How do you yourself divide the work?
In my contract, as is usual in Germany, it says “doctor, scientist and university professor”. There is no percentual division. The fact that we want physician researchers, but only create the basic conditions necessary for it at the beginning of one’s career is a social contradiction. As a senior physician, you’re actually involved in sick care full time, without structured research time. This puts us at an absolute competitive disadvantage compared to other countries. From 2017, I shall be taking over the directorship of the University Clinic at the University of Alberta in Canada.

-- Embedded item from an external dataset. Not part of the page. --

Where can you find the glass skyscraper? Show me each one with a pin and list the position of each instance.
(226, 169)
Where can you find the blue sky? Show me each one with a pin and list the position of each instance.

In my employment contract, there’s a percentual division of clinical, research and teaching work. I’d like to have that here too. The successful Clinician Scientist Program and the options for Clinical Fellows at the Charité already represent important steps in this direction. In addition, there should be an assurance that it won’t only involve limited periods of research: instead, long-term perspectives ought to be created for physician researchers. This would enable the Charité to play a clear pioneering role in restructuring university medicine.